Je n’en dirais pas autant du piéton. Pour traverser, on attend impérativement qu’il n’y ait plus de voitures qui passent. Ça dure le temps que ça dure. Et les passages piétons n’existent pas. J’ai vu une seule fois une voiture s’arrêter pour me laisser traverser, alors que j’attendais au bord de la rue. C’était probablement un étranger au volant… C’est curieux eut égard à la prévenance et la courtoisie qui règnent ici.

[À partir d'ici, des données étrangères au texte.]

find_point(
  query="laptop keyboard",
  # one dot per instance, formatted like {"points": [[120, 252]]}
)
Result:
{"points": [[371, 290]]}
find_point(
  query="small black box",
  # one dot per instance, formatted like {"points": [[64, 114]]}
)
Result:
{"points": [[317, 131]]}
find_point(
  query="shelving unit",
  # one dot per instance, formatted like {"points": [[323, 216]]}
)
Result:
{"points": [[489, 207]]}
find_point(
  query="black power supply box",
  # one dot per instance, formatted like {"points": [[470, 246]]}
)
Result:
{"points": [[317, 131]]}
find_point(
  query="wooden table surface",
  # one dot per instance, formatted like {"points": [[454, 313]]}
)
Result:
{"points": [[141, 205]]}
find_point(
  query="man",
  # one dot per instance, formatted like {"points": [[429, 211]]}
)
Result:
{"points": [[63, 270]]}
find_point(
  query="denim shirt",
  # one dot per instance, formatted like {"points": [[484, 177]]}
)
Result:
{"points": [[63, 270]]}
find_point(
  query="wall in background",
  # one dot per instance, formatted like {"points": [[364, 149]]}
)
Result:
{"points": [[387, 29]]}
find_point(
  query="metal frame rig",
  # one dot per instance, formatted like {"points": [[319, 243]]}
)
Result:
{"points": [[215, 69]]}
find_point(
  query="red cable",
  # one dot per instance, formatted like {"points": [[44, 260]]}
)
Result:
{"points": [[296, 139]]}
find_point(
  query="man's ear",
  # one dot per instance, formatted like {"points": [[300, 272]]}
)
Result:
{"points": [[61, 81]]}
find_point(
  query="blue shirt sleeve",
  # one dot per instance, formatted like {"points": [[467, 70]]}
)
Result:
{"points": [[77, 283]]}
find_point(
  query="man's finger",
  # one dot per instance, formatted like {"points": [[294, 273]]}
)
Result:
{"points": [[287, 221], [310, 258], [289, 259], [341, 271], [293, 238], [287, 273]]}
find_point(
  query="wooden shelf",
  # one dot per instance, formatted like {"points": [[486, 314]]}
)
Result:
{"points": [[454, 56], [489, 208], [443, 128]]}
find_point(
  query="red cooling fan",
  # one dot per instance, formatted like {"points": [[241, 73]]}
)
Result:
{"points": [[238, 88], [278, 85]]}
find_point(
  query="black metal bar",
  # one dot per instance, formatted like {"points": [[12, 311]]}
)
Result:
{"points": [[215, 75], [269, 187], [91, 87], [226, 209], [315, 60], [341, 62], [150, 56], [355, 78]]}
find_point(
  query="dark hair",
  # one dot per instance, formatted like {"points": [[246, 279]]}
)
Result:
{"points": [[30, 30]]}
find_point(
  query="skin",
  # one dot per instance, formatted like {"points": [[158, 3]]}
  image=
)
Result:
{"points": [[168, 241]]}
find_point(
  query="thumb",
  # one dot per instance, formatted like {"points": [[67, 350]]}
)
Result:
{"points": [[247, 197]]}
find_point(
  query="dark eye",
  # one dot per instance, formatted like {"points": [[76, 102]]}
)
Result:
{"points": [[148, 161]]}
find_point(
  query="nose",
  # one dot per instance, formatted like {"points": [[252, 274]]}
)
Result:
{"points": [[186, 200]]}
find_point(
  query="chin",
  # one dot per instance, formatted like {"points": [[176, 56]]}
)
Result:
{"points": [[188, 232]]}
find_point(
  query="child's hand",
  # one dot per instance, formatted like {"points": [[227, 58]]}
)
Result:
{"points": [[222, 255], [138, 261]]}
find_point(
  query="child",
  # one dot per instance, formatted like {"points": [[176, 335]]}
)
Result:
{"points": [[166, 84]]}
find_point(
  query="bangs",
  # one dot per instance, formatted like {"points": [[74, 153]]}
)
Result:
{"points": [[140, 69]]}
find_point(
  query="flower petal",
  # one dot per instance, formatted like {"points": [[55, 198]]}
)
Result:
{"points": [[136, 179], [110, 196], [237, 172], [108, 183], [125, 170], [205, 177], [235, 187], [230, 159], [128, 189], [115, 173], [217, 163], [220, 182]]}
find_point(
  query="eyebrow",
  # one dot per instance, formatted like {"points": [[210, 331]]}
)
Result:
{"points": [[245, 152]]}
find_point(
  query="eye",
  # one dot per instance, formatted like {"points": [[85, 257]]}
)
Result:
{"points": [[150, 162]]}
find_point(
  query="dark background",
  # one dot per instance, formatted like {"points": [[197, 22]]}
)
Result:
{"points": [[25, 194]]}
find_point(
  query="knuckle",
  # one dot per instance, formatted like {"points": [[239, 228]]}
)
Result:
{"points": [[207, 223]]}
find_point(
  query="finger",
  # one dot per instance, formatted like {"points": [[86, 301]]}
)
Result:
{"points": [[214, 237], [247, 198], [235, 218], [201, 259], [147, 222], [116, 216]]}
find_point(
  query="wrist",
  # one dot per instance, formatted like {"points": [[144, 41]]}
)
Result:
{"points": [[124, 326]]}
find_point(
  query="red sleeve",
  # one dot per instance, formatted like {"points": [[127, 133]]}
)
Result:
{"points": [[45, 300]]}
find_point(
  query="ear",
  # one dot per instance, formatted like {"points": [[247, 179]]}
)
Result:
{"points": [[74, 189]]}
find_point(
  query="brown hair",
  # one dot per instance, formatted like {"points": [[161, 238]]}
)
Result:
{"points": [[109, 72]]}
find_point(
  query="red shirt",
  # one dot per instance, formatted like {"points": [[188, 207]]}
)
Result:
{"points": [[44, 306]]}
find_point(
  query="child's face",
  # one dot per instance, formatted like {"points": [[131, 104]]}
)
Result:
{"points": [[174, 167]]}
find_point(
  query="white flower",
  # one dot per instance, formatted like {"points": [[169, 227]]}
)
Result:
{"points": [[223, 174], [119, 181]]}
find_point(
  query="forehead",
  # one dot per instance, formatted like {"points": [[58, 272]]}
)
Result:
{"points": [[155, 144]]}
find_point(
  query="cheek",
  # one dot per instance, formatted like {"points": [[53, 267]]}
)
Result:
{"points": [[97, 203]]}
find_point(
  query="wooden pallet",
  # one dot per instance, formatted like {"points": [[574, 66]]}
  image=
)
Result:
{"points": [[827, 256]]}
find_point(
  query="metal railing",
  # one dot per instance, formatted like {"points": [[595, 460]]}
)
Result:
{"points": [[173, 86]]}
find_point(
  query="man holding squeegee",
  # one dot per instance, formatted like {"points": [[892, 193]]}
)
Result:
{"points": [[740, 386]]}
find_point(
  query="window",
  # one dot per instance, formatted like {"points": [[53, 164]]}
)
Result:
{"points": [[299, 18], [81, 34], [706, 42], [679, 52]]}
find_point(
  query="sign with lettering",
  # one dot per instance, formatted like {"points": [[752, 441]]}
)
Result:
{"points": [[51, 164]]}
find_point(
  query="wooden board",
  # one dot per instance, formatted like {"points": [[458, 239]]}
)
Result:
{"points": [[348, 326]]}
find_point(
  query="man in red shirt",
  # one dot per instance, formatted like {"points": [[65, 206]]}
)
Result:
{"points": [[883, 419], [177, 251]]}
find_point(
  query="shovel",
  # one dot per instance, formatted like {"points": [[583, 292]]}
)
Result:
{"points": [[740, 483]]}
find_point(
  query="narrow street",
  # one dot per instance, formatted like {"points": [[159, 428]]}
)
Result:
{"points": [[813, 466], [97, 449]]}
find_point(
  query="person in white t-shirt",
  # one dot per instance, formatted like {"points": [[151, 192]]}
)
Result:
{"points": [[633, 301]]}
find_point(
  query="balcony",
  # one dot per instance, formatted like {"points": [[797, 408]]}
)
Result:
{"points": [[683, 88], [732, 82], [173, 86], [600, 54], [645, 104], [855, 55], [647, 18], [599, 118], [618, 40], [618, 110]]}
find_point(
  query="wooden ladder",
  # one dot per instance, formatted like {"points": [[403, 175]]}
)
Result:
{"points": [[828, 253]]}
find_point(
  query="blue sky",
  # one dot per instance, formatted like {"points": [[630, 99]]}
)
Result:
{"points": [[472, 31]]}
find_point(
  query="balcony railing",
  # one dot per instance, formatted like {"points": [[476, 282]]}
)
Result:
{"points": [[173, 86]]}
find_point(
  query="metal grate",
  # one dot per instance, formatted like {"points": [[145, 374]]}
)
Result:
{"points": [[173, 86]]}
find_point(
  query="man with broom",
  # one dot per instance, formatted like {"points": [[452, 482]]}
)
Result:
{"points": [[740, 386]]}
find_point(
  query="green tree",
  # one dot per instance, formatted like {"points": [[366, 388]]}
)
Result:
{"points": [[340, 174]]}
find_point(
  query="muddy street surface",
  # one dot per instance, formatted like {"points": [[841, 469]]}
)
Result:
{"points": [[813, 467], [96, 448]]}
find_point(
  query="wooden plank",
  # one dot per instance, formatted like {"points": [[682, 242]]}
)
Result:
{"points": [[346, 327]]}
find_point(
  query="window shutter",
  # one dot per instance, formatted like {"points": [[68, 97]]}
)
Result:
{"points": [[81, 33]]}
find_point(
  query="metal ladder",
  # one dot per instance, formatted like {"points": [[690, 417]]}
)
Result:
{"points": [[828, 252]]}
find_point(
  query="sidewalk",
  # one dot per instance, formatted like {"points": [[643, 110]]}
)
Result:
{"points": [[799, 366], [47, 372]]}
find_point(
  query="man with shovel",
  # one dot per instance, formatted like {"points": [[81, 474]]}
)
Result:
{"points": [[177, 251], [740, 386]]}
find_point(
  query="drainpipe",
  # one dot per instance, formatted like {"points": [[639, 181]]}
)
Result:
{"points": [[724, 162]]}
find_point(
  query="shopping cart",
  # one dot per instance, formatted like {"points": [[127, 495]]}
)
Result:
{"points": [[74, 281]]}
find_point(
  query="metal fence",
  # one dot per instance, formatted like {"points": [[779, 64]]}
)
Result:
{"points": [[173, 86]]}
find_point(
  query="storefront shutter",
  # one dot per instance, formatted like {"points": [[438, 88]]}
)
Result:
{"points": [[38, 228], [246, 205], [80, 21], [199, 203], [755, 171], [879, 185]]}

Le corollaire est que les gens sont respectueux des usages et des règles. Celles-ci sont d’ailleurs fréquemment rappelées par des avertissements affichés, toujours courtois dans la rédaction mais sans équivoque quant à leur fermeté ; les amendes annoncées en cas d’infraction sont réellement dissuasives : par exemple 500 £ la crotte de chien et 40.000 £ le dépôt d’ordures sauvage. On constate de visu que cette démarche pédagogique est efficace. Je n’ai jamais surpris quelqu’un à jeter un papier par terre. Globalement de ce que j’en vois, le pays est propre, autant la ville que la campagne. Les caméras de surveillance sont fréquentes. A Oban qui est une petite ville, mais pour ici, tout de même assez importante, et même parfois dans des villages. Peut-être le prix à payer pour cette forme de respect de la collectivité par les individus, et qui a inspiré Georges Orwell pour écrire son fameux livre lors de son séjour sur l’île de Jura…
Après quelques jours, je me surprends à constater que je roule du bon côté de la route sans même y avoir réfléchi au moment de démarrer ! L'adaptation se fait... Surtout, ne pas se relâcher !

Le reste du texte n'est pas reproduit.